US new-crop corn futures on Wednesday fell for a seventh straight session, the market's longest slide in a year, and set new contract lows as forecasts for nearly ideal crop weather raised expectations for record harvests. New-crop soyabean futures dropped to their lowest level since early February, while wheat joined corn in setting contract lows. Traders pushed down prices ahead of the release of monthly US Department of Agriculture report on Friday that is expected to increase the outlook for autumn harvests.

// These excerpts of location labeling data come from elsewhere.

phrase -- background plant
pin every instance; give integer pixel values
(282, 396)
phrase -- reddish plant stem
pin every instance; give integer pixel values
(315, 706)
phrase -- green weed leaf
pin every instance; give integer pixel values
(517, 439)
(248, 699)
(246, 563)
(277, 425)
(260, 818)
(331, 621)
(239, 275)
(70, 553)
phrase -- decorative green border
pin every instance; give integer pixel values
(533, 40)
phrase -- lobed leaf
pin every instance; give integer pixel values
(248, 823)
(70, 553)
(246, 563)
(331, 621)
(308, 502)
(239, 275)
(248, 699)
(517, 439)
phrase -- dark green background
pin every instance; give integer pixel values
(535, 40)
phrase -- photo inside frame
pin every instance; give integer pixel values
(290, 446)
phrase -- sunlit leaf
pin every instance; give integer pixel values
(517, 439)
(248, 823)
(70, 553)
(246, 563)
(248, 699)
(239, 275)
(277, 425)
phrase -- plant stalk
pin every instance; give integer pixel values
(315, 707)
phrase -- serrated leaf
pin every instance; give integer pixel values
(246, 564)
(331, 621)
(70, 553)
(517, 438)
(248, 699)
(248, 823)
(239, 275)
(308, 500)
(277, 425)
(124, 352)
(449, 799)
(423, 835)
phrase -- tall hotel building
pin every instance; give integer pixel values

"The report will show an increase in corn and soyabean production, with traders fearing a large jump due to high crop conditions and excellent growing weather," said Brian Hoops, president of brokerage Midwest Market Solutions. For the next 10 days, forecasters expect temperatures to be in the 70s and 80s Fahrenheit with occasional rainfall. Chicago Board of Trade December corn slipped 3-1/4 cents to $4.01 a bushel by 9:55 am CDT (1455 GMT) after setting a new contract low of $4.00-3/4, below Tuesday's contract low of $4.02-3/4. The front-month corn contract was down 2-1/4 cents at $4.06, near an almost four-year low of $4.05-1/2 set on Monday.
November soyabeans lost 6 cents to $11.10-1/4 a bushel, after falling to a five-month low of $11.06-1/2. The front-month contact reached a five-month low of $13.14. September wheat shed 4-3/4 cents to $5.51-1/2 a bushel, after dropping to a contact low of $5.49-3/4 under pressure from the advancing US harvest. The front-month contract dropped to a four-year low of $5.40 a bushel.
Corn prices may continue to grind lower for a couple months, considering the market did not bottom out until September last year when farmers brought in a record harvest, said Tomm Pfitzenmaier, analyst for Summit Commodity Brokerage. Corn this month is entering its critical pollination stage, a period when excessive heat and dryness can clip yields.